Charles Thornton, who co-directs the MDA clinic at the University of Rochester Medical Center, coordinated the research team, which published its results online Nov. 15 in the Journal of Clinical Investigation.
The team, which also included MDA research grantee Maurice Swanson at the University of Florida, injected MMD-affected mice with a synthetic compound designed to change the way muscle cells interpret genetic information for constructing chloride channels, cellular tunnels through which chloride ions flow. The synthetic compound is known as an antisense oligonucleotide.
In MMD, a defect in a gene on either chromosome 19 (in type 1 MMD) or chromosome 3 (in type 2 MMD) causes a variety of muscle and other problems, including myotonia, the inability to relax muscles after contracting them. The myotonia, as shown in this study, is caused by an abnormally constructed chloride channel.
In recent years, studies by Thornton, Swanson and many others, have shown that an expanded section of DNA in either the DMPK gene on chromosome 19 or in the ZNF9 gene on chromosome 3 indirectly leads to errors in construction of the chloride channel and other cellular components and to the symptoms of MMD.

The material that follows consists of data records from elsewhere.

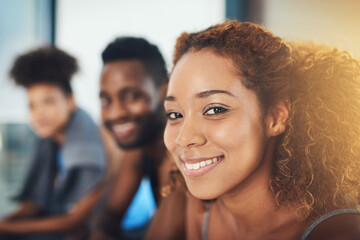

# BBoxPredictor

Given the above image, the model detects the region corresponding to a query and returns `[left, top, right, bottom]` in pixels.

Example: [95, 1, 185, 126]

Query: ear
[265, 99, 291, 137]
[158, 83, 168, 101]
[66, 94, 76, 111]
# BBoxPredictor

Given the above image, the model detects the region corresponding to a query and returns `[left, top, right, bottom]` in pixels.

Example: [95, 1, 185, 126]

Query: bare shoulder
[307, 213, 360, 240]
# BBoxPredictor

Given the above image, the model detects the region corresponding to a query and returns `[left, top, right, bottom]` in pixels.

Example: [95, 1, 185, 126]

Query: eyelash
[166, 106, 229, 120]
[166, 112, 182, 120]
[203, 106, 229, 115]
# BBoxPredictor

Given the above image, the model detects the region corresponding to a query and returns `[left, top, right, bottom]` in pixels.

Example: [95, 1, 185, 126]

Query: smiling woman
[164, 21, 360, 240]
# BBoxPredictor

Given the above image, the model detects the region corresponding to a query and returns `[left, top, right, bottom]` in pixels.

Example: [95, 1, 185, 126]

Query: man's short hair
[102, 37, 168, 87]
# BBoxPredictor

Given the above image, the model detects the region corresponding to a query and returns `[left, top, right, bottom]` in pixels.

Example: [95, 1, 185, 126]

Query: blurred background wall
[0, 0, 360, 217]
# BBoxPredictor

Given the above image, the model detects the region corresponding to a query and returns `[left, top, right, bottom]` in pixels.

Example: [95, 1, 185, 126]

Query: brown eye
[100, 97, 111, 107]
[204, 107, 228, 115]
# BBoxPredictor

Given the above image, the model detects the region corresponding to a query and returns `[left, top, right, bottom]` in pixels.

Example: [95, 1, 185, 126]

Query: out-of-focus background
[0, 0, 360, 218]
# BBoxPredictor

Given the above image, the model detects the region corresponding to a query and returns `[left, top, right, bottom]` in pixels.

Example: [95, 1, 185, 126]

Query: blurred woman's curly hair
[168, 20, 360, 220]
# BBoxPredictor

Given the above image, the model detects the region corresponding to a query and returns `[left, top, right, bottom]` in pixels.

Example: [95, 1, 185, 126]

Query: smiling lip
[181, 155, 224, 177]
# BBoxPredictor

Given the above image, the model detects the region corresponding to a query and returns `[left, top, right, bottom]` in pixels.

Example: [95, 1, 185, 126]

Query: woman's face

“The results of this work are an important step forward that should provide hope and encouragement to people with myotonic dystrophy and members of their families,” Thornton said. “Signs of myotonic dystrophy in the mice got better even after they had been present for a long time.”
Thornton noted that the antisense oligonucleotide they used has to be injected directly into muscle and that it would be better to design a compound that could be injected systemically to treat human MMD.
“The good results in lab testing give us strong motivation to find other drugs having a similar effect that could spread through the body,” he said.